If there are products you depend on, bring them.
Other food can be obtained (fresh!) from local fisherman and cart vendors who come down the road. There are people walking by selling fresh made tortillas, nacatamales, sometimes corn on the cob, sometimes donuts. The trucks drive by a few times a week selling fresh fruit and veggies. Some tiny shops sell chips, rum, beer, beans, rice, eggs, sweets, and a few other things. And there is a woman nearby selling fresh coconut bread. We usually hire a cook and eat most of our meals at home.
There is a small, thatch-roofed restaurant about a 5 minute walk along the beach from the houses, with a raised platform and a ground-level spot. Sue Portugal reports, "It is super cute and the food is great! At about $4.50 a plate we get fresh fried fish, tostones, rice and tomatoes and a drink. They also offer chicken and sometimes pizza."
There's a Claro tower in town which offers good reception for Claro phones. Movistar phones get good reception, too, in the houses and most places in Jiquilillo. You can get internet at the house with a dongle, or modem, if you buy time. Sarita or Bodhi can help with the dongle.
If you do not speak Spanish, the airport in Managua is a good place to pick up a phone. Phones are also available in Chinandega, and you can buy minutes in Jiquilillo.

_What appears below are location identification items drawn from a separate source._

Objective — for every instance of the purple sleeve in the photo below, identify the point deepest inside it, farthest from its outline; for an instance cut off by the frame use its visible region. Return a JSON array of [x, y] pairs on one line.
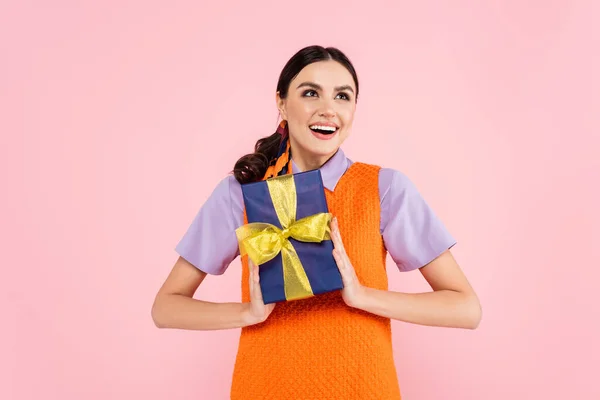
[[210, 243], [413, 235]]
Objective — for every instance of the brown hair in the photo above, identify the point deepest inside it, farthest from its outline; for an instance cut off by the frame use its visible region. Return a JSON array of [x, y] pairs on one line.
[[252, 167]]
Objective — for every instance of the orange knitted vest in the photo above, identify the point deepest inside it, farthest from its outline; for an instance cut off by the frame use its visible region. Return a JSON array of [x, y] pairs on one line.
[[319, 348]]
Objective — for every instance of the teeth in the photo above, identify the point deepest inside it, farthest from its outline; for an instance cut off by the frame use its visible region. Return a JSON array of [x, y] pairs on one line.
[[323, 128]]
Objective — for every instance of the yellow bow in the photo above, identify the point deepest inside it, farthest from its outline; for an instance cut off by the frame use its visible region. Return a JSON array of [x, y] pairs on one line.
[[262, 241]]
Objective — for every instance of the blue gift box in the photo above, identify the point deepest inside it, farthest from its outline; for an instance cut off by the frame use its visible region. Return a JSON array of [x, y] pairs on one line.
[[316, 258]]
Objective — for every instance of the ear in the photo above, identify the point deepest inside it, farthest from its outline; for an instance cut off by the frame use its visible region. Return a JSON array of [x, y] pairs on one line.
[[281, 106]]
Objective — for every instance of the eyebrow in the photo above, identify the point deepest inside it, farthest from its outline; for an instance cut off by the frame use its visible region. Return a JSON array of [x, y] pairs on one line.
[[318, 87]]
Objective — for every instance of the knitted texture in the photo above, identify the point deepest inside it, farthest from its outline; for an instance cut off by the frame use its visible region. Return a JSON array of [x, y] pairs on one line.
[[319, 348]]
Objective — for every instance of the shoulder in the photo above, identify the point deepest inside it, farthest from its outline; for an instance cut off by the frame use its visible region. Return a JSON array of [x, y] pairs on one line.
[[393, 180], [390, 180]]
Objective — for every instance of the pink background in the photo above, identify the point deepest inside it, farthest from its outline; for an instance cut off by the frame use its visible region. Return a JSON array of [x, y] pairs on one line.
[[119, 118]]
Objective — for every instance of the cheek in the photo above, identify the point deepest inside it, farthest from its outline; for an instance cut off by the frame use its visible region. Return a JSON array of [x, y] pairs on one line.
[[300, 111], [347, 116]]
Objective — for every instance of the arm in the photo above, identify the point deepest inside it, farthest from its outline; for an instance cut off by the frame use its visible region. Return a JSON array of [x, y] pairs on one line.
[[175, 308], [452, 303]]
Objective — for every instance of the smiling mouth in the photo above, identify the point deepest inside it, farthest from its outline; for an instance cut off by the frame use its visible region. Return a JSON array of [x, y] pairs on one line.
[[323, 130]]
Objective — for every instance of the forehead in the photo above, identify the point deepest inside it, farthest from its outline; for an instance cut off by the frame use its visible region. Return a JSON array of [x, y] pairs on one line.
[[327, 74]]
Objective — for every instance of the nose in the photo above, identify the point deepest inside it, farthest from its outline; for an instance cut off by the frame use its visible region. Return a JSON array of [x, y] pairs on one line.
[[327, 111]]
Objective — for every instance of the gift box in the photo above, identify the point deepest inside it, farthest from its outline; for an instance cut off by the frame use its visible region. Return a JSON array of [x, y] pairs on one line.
[[288, 237]]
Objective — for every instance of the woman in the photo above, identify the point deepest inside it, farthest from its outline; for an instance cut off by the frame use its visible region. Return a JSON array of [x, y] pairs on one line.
[[336, 345]]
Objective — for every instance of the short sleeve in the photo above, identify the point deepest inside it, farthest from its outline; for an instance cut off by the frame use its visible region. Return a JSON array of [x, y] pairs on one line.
[[210, 243], [413, 234]]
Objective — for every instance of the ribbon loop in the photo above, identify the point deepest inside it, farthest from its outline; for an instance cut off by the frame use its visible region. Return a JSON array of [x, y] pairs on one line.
[[262, 241]]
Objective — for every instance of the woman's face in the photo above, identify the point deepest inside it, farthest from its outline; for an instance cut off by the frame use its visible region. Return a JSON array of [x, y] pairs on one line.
[[319, 109]]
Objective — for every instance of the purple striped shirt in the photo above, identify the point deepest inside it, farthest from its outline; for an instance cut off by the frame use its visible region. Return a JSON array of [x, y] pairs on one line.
[[412, 233]]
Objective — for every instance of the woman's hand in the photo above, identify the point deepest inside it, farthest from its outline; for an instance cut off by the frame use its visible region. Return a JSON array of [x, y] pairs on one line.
[[257, 311], [353, 291]]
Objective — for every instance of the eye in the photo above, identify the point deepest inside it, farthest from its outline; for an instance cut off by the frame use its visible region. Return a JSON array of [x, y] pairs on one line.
[[344, 96], [309, 93]]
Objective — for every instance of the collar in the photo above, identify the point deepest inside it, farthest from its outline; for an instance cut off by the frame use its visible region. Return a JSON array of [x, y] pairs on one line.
[[332, 170]]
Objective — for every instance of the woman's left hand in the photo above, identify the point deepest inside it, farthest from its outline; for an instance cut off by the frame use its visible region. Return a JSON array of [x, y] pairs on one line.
[[353, 291]]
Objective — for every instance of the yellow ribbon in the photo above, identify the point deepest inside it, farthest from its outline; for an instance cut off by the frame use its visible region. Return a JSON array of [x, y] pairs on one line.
[[263, 242]]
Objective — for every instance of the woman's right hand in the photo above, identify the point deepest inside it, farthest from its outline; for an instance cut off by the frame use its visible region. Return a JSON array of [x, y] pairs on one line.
[[257, 310]]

The village of Jiquilillo has no post office, no bank, and no ATM, but there is a delightful place for getting on the internet, a 12-minute walk from these houses: Rancho Esperanza, a hostel/restaurant/community-service center--a "backpacker hostel with a conscience." They have two laptops or bring your own device and rent the use of their wi-fi.
The electrical outlets in Nicaragua are the same as in the USA--no adapters or converters needed.